This sounds a bit nosy of me, but what do you think was the trigger for his suddenly disengaging with education? since his igsce's, which presumably he did in school. Was it something that happened in the last term of school, or the holidays setting a pattern of isolation, or just the stress of getting through the exams and feeling he can never get the same good results a second time.
I have a son in home education who is 13, with ASD, and I want to try and make sure that the current plan to send him back to school is the right one. At the moment he isn't anxious, but a bit bored by lack of structure and motivation in a home setting. I want to do the right thing - give him academic opportunities but not exacerbate anxieties. He goes out a lot and sees people atm, and we do lots of activities, but he is very behind academically in lots of ways, despite being average intellectual ability.

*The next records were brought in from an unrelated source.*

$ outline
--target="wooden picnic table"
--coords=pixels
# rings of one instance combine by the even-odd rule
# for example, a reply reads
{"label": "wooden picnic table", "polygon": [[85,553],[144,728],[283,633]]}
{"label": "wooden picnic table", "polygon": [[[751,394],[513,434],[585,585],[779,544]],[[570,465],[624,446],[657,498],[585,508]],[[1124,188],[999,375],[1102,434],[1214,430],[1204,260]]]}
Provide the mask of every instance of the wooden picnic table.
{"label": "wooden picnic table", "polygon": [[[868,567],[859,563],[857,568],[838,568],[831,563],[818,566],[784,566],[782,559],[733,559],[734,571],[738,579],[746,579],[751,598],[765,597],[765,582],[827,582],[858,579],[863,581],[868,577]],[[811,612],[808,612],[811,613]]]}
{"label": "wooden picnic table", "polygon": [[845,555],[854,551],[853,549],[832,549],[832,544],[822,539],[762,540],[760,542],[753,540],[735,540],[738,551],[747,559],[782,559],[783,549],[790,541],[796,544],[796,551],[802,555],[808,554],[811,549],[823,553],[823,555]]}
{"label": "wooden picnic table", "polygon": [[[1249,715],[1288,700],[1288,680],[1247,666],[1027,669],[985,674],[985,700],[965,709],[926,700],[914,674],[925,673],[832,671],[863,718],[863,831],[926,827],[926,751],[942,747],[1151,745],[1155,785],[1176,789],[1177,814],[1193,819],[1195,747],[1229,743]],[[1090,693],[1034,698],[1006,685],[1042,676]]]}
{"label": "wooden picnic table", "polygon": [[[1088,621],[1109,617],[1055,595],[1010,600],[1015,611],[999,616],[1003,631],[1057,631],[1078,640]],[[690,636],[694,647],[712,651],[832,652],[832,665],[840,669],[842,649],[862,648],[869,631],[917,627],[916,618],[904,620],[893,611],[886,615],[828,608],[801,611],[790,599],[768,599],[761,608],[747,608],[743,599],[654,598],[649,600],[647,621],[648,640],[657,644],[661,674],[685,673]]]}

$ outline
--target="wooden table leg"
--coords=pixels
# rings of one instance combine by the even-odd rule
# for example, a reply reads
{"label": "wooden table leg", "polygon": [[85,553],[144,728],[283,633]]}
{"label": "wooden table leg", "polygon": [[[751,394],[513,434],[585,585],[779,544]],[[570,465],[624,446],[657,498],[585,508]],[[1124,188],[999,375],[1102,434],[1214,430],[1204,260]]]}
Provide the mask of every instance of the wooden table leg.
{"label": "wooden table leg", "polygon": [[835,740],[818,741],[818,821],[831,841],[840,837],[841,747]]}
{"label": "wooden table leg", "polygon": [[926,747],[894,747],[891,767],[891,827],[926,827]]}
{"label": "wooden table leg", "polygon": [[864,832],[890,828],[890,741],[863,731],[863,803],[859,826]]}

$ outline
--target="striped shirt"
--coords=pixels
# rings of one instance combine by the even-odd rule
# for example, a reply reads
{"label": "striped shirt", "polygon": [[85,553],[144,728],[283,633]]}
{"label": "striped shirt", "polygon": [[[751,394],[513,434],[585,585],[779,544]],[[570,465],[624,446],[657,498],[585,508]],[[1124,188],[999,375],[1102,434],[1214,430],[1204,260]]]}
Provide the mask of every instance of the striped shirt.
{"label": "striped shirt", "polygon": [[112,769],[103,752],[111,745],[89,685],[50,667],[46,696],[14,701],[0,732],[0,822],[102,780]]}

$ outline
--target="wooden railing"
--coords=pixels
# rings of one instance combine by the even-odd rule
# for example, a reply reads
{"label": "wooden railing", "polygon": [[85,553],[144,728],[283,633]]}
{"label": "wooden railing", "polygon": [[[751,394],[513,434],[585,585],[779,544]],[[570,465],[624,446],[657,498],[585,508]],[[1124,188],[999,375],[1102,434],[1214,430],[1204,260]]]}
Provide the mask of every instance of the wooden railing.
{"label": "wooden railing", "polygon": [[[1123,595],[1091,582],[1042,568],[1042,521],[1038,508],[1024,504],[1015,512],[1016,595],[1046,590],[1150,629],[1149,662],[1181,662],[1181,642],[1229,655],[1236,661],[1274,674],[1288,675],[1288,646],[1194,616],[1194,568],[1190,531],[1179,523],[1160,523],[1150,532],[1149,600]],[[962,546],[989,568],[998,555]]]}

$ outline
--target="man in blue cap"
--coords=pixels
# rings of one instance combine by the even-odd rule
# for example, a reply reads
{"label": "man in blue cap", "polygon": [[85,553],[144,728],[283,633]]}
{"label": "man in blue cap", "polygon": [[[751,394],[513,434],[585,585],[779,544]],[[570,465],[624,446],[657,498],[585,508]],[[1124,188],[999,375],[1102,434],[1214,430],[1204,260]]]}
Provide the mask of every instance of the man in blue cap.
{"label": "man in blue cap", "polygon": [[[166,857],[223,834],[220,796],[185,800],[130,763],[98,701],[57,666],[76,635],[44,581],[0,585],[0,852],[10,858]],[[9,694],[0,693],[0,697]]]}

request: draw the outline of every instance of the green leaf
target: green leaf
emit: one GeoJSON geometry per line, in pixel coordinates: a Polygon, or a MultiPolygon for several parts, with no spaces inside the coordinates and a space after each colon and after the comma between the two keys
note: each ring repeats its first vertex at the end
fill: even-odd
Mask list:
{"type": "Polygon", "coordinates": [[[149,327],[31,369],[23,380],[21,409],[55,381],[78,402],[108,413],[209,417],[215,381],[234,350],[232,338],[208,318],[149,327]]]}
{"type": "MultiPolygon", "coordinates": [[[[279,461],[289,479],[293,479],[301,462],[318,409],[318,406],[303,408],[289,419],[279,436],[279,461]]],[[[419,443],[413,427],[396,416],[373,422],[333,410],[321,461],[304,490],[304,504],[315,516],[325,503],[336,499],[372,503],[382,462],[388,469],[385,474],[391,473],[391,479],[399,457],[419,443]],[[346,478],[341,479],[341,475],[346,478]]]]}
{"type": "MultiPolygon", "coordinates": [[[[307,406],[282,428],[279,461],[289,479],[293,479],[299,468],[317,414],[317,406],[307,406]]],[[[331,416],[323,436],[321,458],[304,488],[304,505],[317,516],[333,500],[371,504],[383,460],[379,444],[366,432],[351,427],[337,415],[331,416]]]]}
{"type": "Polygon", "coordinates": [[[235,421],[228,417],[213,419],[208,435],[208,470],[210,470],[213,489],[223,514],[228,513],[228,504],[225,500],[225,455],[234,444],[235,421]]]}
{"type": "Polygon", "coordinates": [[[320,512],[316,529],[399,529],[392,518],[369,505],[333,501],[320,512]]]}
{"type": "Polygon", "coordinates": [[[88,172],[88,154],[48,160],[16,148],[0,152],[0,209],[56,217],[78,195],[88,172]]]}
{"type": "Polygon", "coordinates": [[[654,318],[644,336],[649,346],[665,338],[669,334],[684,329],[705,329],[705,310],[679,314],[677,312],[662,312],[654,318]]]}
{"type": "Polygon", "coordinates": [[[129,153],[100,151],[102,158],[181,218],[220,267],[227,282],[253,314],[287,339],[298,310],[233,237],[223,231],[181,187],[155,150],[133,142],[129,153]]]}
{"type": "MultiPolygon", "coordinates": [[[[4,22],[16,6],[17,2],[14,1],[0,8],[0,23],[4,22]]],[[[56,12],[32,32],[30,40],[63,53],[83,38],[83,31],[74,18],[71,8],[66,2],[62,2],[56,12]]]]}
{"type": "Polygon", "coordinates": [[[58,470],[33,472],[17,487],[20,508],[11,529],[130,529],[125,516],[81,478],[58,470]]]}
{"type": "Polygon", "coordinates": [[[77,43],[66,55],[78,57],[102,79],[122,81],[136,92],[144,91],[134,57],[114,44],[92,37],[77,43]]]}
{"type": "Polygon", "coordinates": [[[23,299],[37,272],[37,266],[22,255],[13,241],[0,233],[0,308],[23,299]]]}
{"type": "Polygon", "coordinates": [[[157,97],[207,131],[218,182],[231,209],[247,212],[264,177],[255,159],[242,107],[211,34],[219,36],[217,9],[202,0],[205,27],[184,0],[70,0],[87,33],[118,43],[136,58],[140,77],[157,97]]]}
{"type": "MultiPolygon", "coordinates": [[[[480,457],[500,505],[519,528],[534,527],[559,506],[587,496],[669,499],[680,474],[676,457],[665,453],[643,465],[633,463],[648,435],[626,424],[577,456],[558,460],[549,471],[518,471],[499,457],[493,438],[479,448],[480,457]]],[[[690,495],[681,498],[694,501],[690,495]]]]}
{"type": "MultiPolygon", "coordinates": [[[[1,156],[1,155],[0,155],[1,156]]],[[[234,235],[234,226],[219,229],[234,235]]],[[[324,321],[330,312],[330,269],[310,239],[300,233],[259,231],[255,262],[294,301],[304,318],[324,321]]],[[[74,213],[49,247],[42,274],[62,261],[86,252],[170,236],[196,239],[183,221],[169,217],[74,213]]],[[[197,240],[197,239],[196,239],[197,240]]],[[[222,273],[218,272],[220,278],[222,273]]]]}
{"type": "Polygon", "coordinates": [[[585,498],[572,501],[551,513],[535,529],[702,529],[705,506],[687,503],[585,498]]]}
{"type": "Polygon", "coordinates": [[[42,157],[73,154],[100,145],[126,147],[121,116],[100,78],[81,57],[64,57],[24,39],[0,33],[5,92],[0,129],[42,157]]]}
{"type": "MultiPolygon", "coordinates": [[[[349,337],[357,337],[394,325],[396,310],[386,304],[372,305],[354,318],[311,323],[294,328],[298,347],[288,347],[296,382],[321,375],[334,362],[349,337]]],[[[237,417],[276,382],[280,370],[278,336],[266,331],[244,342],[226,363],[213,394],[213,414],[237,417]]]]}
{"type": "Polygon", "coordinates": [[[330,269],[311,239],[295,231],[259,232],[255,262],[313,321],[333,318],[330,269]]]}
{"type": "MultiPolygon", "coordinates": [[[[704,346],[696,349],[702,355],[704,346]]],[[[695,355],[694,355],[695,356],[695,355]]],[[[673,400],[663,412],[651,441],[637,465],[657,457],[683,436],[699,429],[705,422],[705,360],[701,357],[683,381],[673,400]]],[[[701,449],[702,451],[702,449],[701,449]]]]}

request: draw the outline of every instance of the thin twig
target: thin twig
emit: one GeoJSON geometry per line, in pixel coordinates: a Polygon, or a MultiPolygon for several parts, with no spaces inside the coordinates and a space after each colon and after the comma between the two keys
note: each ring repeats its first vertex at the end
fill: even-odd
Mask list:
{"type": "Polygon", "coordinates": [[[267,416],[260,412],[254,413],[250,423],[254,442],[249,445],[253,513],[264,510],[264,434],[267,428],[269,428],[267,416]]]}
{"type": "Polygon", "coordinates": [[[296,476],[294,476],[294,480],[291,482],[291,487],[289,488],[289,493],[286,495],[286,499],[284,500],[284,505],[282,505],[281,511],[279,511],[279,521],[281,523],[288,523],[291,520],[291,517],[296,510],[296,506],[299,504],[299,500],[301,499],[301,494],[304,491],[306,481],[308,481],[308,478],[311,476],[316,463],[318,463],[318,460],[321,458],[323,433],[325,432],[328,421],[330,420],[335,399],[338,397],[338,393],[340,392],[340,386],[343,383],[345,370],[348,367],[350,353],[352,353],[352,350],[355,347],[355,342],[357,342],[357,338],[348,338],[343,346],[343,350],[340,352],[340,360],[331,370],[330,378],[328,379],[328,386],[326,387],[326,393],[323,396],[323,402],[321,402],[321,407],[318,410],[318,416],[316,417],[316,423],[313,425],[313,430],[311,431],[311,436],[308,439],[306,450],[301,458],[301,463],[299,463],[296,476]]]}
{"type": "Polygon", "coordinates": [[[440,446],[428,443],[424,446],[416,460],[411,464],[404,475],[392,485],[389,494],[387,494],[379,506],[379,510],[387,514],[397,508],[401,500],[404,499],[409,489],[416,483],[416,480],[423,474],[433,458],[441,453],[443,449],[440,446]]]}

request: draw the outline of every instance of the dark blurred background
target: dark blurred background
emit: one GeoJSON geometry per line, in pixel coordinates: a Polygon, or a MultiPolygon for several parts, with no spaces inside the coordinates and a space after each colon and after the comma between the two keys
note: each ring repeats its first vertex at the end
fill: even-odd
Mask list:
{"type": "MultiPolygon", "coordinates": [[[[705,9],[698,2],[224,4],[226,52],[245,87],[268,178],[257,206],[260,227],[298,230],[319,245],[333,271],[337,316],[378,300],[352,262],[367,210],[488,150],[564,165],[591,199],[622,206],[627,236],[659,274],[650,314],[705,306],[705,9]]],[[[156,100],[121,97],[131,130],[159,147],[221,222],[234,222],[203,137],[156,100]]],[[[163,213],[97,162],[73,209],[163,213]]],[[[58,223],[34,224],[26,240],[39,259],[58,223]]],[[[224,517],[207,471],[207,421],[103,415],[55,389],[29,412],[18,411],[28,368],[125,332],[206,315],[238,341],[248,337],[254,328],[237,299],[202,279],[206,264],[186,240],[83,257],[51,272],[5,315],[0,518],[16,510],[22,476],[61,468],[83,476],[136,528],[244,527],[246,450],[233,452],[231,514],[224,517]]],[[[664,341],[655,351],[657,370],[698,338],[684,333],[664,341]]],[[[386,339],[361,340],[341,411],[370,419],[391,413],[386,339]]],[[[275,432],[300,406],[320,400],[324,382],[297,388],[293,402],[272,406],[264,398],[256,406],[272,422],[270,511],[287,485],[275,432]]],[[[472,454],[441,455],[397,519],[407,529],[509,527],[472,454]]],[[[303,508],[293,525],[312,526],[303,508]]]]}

I so sympathise with your son, I remember in a small way that feeling of not wanting to see anyone aged 17, curling up in a ball, feeling I couldn't face school despite being successful academically, and pressures of course work etc. I think it is a pattern that can recur throughout one's life, but in my case a structured social activity always saved the day..I think I did a drama club (I was good at singing)and that brought me out of my shell. Sometimes a very small change, a chat with my parents in the garden at breakfast, a visit from a relative who was detached and not interfering and told good jokes, or a reason to go outside however briefly can tip one back into feeling more optimistic and then another tiny step forward is taken. But I can remember feeling there was no way out, and I wanted to die - this is for reasons of social isolation etc. All that seems alien to me now, I think those feelings are particularly strong when you are teenager, with any social communication issues and low self esteem for various reasons. It is an impossible vicious circle, you begin to imagine that everyone can manage life but you cannot.
For me the most important thing was to be forced to talk to family members occasionally, at mealtimes and not encouraged to be alone or retreat. Is there any way you could tempt him down in a very non critical manner to share food? Or do some small task for you or errand to rebuild esteem? Or watch humorous telly with him and hear his opinions.